A formação geológica é considerada fundamental para entender como o Oceano Atlântico se formou e evoluiu, como as placas continentais se separaram e como os vulcões oceânicos se comportam ao longo do tempo.

 


Além disso, possui um notável potencial econômico, evidenciado pela presença de minerais ricos em cobalto e elementos químicos indispensáveis em tecnologias modernas, incluindo eletrônicos, baterias e energias renováveis.

Agora, o Brasil está buscando ter o controle de exploração nesta região oceânica, o que pode significar um salto na soberania tecnológica e científica do País. Mas o que está em jogo nessa disputa?

 

A jornada de uma cordilheira submarina

Uma das joias da América do Sul. É como podemos nos referir a formação geológica que se estende do norte da Venezuela, passando por Colômbia, Equador, Peru, Bolívia e Argentina até chegar no Chile.

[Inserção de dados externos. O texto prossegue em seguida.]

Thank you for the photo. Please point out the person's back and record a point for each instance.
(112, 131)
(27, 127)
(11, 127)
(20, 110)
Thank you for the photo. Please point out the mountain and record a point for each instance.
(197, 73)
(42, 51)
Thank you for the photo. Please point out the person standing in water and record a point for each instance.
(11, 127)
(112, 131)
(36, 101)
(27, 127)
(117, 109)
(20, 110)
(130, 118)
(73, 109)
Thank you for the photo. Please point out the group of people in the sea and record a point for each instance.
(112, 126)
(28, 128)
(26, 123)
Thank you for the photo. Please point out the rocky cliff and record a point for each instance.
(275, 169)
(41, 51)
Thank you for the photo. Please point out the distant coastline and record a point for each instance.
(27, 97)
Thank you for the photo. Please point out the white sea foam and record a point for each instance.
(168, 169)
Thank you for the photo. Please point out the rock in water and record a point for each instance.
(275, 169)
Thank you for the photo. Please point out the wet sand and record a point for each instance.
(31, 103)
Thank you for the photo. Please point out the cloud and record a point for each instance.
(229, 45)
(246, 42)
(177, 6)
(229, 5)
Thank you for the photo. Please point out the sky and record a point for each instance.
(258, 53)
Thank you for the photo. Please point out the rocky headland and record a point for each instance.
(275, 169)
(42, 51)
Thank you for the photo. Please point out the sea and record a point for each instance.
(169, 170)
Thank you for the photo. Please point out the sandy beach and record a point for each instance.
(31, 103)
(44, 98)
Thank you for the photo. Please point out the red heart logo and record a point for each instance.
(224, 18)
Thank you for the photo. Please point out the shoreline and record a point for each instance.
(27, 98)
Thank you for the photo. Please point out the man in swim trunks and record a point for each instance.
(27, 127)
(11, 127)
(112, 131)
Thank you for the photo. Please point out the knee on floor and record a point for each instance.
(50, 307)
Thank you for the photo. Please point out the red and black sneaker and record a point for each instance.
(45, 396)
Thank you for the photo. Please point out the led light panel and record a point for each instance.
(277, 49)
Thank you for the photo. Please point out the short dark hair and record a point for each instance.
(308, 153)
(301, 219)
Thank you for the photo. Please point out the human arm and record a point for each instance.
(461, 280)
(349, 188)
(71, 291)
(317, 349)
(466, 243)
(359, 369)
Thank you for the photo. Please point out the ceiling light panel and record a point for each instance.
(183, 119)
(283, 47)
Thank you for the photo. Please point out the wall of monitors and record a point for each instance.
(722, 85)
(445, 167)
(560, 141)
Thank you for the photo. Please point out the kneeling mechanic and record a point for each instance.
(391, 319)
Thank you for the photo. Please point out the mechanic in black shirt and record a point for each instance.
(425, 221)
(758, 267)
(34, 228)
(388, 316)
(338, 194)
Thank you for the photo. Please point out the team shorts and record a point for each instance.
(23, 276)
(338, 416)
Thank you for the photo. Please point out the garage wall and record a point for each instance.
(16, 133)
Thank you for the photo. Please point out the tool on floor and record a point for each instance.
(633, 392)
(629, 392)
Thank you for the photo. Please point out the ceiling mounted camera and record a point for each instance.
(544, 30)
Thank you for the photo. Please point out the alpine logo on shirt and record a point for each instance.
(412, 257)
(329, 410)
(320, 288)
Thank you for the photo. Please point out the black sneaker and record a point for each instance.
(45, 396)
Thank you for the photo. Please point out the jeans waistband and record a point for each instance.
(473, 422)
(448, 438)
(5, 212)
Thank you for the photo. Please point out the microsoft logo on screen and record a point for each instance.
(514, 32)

Os Andes, que contornam o lado ocidental da América do Sul, estão entre as mais extensas cordilheiras do mundo.

Seu relevo variado abrange geleiras, vulcões, pradarias, desertos, lagos e florestas. As montanhas abrigam sítios arqueológicos pré-colombianos e vida selvagem, como chinchilas e condores.

A cordilheira dos Andes possui aproximadamente oito mil quilômetros de extensão, sendo a maior cadeia de montanhas do mundo (em comprimento). A sua formação geológica datada no período Terciário, aproximadamente de 66 milhões a 2,6 milhões de anos atrás(Foto: Roman Bonnefoy)
Foto: Roman Bonnefoy A cordilheira dos Andes possui aproximadamente oito mil quilômetros de extensão, sendo a maior cadeia de montanhas do mundo (em comprimento). A sua formação geológica datada no período Terciário, aproximadamente de 66 milhões a 2,6 milhões de anos atrás

Movendo-se para o oeste, para além da costa brasileira, e mais de 4 mil metros abaixo do nível do mar, encontramos uma prima distante dos Andes.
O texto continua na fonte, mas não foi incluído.